According to the UCLA School of Nursing, women suffering from sleep apnea are prone to a higher degree of brain damage than men with the disorder.
This is the first study of its kind as a previous study conducted 10 years ago by the UCLA research team showed that men with obstructive sleep apnea suffer damage to their brain cells.
This latest study, "Sex Differences in White Matter Alterations Accompanying Obstructive Sleep Apnea," the researchers focused on the patients who were diagnosed with obstructive sleep apnea at the UCLA Sleep Laboratory.
The researchers then compared the white matter that is the nerve fibers of the patients to the fibers of individuals without sleep problems in an attempt to detect the difference in brain damage between men and women with sleep apnea.
"While there are a great many brain studies done on sleep apnea and the impact on one's health, they have typically focused on men or combined groups of men and women, but we know that obstructive sleep apnea affects women very differently than men," said chief investigator Paul Macey, assistant professor and associate dean of information technology and innovations at the UCLA School of Nursing. "This study revealed that, in fact, women are more affected by sleep apnea than are men and those women with obstructive sleep apnea have more severe brain damage than men suffering from a similar condition."
The researchers noticed that women were impacted in the front region of the brain that is involved in decision-making and mood regulation namely cingulum bundle and the anterior cingulate cortex. Apart from this, women also displayed higher levels of depression and anxiety symptoms.
"This tells us that doctors should consider that the sleep disorder may be more problematic and therefore need earlier treatment in women than men," Macey said.

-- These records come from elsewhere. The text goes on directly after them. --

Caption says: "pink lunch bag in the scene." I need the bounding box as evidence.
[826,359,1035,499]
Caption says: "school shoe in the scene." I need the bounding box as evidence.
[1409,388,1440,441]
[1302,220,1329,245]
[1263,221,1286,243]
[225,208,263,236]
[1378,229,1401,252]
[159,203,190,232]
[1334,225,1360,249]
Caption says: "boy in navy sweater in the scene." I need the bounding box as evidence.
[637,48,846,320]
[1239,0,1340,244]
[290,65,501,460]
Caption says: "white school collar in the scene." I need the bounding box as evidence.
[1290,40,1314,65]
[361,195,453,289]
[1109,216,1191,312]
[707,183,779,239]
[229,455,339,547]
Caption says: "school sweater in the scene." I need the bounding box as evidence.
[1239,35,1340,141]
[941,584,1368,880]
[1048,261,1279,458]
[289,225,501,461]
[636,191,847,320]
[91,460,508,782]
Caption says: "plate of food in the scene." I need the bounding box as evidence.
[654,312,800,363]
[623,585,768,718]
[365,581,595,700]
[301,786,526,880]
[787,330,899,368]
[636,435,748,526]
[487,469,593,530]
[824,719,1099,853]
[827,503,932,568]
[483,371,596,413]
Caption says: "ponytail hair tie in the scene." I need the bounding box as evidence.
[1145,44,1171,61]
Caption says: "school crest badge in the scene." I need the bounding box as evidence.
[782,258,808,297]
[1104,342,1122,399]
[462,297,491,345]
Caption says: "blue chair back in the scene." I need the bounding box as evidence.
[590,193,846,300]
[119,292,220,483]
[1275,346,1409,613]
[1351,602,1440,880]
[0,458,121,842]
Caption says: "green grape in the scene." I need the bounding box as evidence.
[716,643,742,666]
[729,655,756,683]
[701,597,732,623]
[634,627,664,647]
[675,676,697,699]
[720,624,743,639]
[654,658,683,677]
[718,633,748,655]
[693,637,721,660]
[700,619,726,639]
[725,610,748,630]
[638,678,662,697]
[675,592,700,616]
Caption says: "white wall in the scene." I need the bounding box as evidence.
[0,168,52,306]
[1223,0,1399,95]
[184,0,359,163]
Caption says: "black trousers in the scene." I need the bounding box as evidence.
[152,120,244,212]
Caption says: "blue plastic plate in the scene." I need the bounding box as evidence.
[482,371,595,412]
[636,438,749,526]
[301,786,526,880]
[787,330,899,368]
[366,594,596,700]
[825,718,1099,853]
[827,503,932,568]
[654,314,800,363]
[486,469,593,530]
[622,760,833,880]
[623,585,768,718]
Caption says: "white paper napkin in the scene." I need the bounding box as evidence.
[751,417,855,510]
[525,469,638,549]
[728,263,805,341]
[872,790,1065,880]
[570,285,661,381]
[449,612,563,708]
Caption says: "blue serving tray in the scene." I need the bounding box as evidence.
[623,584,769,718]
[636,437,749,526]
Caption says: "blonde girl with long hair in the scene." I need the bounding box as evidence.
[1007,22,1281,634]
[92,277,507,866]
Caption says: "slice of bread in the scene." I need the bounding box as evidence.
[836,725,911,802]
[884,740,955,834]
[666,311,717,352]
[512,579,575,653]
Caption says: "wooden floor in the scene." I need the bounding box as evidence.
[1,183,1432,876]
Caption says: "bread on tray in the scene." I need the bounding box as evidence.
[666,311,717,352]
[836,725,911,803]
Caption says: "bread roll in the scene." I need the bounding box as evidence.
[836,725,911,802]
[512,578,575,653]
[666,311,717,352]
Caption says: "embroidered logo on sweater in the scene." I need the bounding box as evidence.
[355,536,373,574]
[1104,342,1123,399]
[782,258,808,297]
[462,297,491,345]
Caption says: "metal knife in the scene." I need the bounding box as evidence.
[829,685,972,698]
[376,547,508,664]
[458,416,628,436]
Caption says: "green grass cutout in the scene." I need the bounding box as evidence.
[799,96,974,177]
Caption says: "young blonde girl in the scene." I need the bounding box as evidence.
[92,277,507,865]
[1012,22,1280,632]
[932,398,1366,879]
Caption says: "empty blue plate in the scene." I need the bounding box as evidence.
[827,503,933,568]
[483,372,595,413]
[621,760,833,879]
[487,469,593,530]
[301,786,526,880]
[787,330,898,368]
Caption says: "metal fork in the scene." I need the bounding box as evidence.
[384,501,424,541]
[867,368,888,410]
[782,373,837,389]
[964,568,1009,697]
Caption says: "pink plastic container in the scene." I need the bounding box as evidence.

Macey added that the next step is for researchers to "untangle the timing of the brain changes and find out if treating sleep apnea can help the brain."
"What we don't yet know," he said, "is, did sleep apnea cause the brain damage, did the brain damage lead to the sleep disorders, or do the common co morbidities, such as depression, dementia or cardiovascular issues, cause the brain damage, which in turn leads to sleep apnea."
The findings are reported in the December issue of the peer-reviewed journal Sleep.